Helen’s drink dropped to the floor, the glass shattering on the tile hearth. Leland sat, as if he hadn’t noticed. Helen’s other hand went to her ear. For a moment, Maggie thought of the three monkeys, though for all the comfort she offered her daughter, Helen might just as well have been blind and mute too.
“What in the name of God was I thinking?” McMaster said, as if expecting an answer. “Don’t think you’re without blame,” he said now, turning on Helen. “You drove me to it.” Then to Maggie, “What was I supposed to do? Have an affair? Ruin my reputation?” He sat for a moment, concentrating on his drink. “I should have
fucked
your sister,” Leland said to no one.
The room was silent, the wind against the shutters the only sound. At that moment, it was as if a bomb had been dropped, or a dam burst, or a great cloud of toxic ash had descended upon them so rapidly they hadn’t time either to speak or to react, the three of them suspended in a single moment where one life ends, another begins—like victims of the eruption at Pompeii. Had she been able, Maggie would have imagined this to be the way Missy felt when she died, the moment her father snapped her daughter’s neck.
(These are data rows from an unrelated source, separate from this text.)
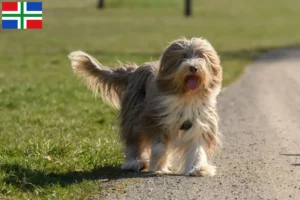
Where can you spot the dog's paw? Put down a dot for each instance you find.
(135, 165)
(208, 171)
(163, 171)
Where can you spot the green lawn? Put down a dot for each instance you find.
(56, 140)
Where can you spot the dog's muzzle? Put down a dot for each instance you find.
(186, 125)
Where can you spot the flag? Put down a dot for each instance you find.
(22, 15)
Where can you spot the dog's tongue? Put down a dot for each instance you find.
(192, 82)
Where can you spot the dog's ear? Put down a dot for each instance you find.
(172, 57)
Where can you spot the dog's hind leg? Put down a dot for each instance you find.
(131, 162)
(159, 161)
(136, 157)
(197, 163)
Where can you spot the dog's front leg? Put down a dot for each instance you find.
(197, 163)
(159, 155)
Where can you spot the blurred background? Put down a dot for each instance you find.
(51, 124)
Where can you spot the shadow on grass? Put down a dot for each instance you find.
(28, 180)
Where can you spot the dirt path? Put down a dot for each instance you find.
(261, 155)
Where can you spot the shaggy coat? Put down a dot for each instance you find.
(168, 117)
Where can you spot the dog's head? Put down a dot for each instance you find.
(189, 67)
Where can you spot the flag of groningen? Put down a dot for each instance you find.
(22, 15)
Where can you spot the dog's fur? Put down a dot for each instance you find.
(155, 99)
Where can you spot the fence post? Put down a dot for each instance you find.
(100, 4)
(188, 8)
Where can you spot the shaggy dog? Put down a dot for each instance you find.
(167, 108)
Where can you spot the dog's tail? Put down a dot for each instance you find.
(109, 83)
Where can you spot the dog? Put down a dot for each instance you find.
(167, 108)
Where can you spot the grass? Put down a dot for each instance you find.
(56, 140)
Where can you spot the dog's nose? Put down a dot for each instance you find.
(193, 69)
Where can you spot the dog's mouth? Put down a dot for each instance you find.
(191, 82)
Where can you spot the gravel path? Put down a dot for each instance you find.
(260, 159)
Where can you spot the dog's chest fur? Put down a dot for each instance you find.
(174, 112)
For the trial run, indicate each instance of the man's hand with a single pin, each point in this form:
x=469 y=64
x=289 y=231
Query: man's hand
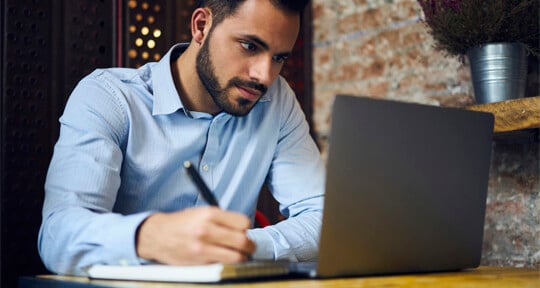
x=194 y=236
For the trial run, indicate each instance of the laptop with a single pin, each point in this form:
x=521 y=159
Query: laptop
x=406 y=189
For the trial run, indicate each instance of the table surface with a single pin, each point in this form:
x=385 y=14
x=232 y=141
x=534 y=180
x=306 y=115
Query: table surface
x=507 y=277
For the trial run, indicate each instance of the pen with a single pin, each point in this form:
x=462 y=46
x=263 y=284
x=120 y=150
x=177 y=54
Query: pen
x=203 y=189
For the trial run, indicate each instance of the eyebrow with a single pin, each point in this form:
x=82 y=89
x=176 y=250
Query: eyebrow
x=264 y=45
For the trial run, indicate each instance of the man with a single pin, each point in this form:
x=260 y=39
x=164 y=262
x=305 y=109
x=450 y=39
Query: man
x=116 y=192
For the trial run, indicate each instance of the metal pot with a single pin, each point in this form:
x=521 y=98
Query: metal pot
x=498 y=71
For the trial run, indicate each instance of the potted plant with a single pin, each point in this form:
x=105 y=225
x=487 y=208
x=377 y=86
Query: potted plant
x=495 y=36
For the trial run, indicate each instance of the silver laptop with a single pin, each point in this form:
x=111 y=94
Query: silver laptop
x=406 y=188
x=405 y=193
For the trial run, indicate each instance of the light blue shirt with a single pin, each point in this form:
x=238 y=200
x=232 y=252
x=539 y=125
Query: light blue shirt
x=123 y=139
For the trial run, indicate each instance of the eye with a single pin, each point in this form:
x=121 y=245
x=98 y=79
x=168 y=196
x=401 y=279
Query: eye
x=248 y=46
x=280 y=59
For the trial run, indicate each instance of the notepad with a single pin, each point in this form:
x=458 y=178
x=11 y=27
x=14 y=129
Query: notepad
x=194 y=274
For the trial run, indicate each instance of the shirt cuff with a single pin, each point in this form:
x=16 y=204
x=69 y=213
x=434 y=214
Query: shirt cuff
x=125 y=239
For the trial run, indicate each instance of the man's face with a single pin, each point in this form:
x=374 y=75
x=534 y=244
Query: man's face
x=244 y=54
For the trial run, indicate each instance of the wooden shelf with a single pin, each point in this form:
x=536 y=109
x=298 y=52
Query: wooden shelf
x=513 y=115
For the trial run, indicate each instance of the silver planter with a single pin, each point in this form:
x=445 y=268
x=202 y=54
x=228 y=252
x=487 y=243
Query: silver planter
x=498 y=71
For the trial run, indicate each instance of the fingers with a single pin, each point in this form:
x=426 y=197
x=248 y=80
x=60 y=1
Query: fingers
x=224 y=236
x=195 y=236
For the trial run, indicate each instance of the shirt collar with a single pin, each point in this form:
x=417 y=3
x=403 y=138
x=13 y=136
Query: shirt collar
x=166 y=98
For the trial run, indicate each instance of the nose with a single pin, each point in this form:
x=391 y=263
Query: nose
x=262 y=70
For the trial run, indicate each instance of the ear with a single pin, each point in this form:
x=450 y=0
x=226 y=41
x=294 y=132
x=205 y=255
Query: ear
x=201 y=21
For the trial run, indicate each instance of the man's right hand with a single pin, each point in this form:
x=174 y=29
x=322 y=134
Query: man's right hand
x=195 y=236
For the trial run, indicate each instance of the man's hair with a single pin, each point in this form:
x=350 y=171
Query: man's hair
x=222 y=9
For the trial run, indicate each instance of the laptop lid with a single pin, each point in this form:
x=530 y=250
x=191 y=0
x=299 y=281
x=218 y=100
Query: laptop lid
x=406 y=188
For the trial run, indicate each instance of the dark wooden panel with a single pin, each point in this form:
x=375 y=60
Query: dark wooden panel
x=47 y=46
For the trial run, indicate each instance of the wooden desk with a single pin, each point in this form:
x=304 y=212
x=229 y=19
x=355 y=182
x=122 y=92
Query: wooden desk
x=477 y=278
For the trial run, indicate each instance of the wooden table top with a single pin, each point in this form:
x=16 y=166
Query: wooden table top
x=506 y=277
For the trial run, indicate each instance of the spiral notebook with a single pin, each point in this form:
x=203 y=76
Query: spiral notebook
x=406 y=189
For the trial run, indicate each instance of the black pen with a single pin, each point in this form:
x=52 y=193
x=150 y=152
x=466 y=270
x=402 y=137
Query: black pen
x=203 y=189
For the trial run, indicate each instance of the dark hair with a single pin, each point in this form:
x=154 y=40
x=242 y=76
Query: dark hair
x=222 y=9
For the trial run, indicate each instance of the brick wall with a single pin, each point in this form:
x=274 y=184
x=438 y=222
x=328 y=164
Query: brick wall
x=381 y=49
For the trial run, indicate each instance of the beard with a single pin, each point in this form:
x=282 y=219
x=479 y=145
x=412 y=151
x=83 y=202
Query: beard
x=222 y=95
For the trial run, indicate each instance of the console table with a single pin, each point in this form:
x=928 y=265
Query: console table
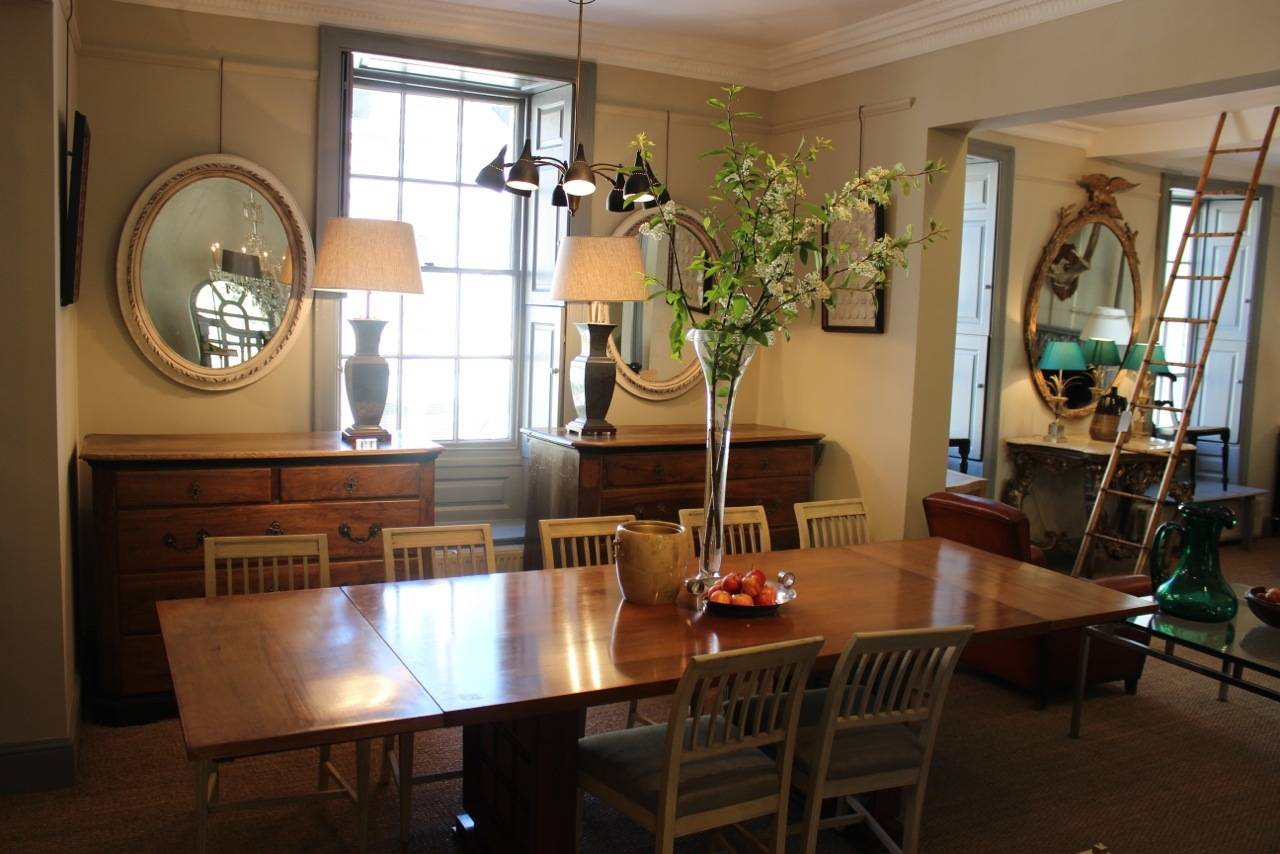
x=158 y=497
x=654 y=471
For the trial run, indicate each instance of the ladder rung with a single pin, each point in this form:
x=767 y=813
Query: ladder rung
x=1116 y=539
x=1134 y=496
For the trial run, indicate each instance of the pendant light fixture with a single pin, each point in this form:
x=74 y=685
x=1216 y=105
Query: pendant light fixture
x=575 y=179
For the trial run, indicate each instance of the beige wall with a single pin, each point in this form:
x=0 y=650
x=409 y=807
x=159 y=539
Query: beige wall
x=37 y=676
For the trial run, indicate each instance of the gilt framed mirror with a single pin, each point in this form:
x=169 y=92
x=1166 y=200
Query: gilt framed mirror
x=214 y=272
x=1089 y=264
x=640 y=346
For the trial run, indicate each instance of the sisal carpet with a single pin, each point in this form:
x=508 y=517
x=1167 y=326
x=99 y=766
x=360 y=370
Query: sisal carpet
x=1169 y=771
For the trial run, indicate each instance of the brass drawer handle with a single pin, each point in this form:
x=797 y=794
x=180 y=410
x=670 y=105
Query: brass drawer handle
x=169 y=540
x=344 y=531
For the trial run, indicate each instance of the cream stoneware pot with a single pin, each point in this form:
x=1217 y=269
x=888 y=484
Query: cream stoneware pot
x=649 y=557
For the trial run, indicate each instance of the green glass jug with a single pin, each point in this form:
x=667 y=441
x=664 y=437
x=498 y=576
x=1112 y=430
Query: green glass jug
x=1196 y=588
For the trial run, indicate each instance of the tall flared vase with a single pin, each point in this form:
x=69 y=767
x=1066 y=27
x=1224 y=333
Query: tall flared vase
x=723 y=357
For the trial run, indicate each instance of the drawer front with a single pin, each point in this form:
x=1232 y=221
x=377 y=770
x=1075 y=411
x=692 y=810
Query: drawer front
x=152 y=540
x=690 y=466
x=140 y=592
x=334 y=483
x=193 y=487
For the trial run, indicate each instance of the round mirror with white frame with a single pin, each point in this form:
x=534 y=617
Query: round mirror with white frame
x=640 y=346
x=214 y=272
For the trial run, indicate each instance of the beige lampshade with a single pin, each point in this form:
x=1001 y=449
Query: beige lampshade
x=599 y=269
x=368 y=255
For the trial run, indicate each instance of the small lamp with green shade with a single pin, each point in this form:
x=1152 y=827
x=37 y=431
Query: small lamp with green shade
x=1060 y=356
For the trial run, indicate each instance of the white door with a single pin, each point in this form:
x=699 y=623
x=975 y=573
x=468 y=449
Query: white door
x=973 y=307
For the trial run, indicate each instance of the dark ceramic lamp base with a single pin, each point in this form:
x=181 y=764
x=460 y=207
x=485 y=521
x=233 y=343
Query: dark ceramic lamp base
x=366 y=375
x=592 y=378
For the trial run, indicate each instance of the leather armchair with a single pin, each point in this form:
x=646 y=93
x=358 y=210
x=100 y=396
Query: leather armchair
x=1041 y=663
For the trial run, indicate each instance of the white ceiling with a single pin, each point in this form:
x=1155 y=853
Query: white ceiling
x=766 y=44
x=1175 y=136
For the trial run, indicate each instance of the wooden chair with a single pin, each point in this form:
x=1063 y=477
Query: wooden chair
x=415 y=553
x=876 y=729
x=746 y=529
x=269 y=565
x=842 y=521
x=438 y=552
x=570 y=543
x=266 y=563
x=705 y=767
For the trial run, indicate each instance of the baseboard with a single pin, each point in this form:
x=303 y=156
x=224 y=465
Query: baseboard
x=37 y=766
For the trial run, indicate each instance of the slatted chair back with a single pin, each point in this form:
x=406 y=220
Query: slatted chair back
x=746 y=529
x=823 y=524
x=570 y=543
x=265 y=563
x=438 y=552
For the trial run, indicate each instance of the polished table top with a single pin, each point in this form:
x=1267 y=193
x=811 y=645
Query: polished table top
x=508 y=645
x=275 y=671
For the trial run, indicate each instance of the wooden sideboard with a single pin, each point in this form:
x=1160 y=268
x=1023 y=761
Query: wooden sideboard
x=158 y=497
x=654 y=471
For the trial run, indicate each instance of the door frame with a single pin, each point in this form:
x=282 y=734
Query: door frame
x=1004 y=158
x=1262 y=201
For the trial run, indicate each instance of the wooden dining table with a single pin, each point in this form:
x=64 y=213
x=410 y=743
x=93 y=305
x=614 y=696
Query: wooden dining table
x=516 y=658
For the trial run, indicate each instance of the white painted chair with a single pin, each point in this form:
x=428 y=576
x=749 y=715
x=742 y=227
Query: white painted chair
x=265 y=563
x=746 y=529
x=876 y=729
x=570 y=543
x=240 y=565
x=415 y=553
x=842 y=521
x=438 y=552
x=705 y=767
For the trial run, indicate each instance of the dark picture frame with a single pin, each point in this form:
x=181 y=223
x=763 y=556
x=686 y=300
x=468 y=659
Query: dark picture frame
x=862 y=311
x=73 y=213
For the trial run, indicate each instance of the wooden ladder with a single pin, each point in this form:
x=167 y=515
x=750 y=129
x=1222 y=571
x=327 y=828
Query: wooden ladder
x=1092 y=535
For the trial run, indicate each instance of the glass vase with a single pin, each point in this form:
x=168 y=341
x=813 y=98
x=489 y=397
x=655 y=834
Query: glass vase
x=723 y=357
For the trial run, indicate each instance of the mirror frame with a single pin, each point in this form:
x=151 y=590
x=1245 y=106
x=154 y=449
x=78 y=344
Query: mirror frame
x=1101 y=208
x=128 y=270
x=688 y=378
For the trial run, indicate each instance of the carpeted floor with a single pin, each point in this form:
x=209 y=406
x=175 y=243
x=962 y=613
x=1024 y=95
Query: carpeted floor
x=1169 y=771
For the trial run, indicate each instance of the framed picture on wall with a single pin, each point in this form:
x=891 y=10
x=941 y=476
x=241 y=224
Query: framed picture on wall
x=855 y=310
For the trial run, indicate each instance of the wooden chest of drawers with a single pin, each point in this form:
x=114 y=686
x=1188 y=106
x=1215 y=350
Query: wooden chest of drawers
x=158 y=497
x=654 y=471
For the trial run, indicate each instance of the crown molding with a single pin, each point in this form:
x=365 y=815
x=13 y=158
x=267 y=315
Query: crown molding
x=913 y=30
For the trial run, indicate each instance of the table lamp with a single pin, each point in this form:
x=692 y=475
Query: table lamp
x=1060 y=356
x=368 y=255
x=595 y=269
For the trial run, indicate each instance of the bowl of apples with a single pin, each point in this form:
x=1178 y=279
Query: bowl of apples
x=1265 y=604
x=749 y=594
“Stay up half the night if you want,” Leland said to no one in particular, rising from his chair. “I’m going to sleep.” He grasped the bottle of Jack Daniels in his hand, and before walking from the room turned to Maggie and said, “If he comes for me, I won’t go. If he comes for me, I’ll tell him the same as I told you. A man has his appetites and a man makes mistakes. I’ve done nothing a thousand men haven’t done before me, and a thousand more won’t do after.”
With those parting words, Leland McMaster made his way up the stairs and to bed.
…
By the time Dojcsak arrived, the home was fully engulfed. The firefighters had removed the remains, which now lay on the gravel in the front drive, covered with plastic tarp. All that was left was to contain the blaze and to prevent the rising breeze from carrying the flame toward the barn, where more than one dozen horses, sensing the danger, snorted and kicked, stamping their hooves and ramming their heavy flanks into the paddock until the splinters pierced their hide. The Fire Chief was watchful, prepared to release the animals to the fields the moment it appeared the fire might spread. Given their frenzy, he wondered if it might be best to do it now.
“It’s as if the blaze began in two places, simultaneously,” he was telling Dojcsak. “In the living room, downstairs, and at the same time in a second floor bedroom. We arrived quickly,” he said as if excusing himself, “but the house is old, wood frame.” He shrugged. “There was little we could do.”
“Careless smoking?” Dojcsak ventured.
“I’m not a forensic analyst,” the Fire Chief replied, “but I’m guessing an accelerant was involved. The burn pattern is pronounced where we found the bodies. It appears to have been deliberately set, as if the bodies themselves may have been doused.”
“Homicide?” asked Dojcsak.
“Homicide, suicide, both? That’s for you and the coroner to decide, Sheriff,” the Fire Chief said. He then excused himself to monitor the blaze.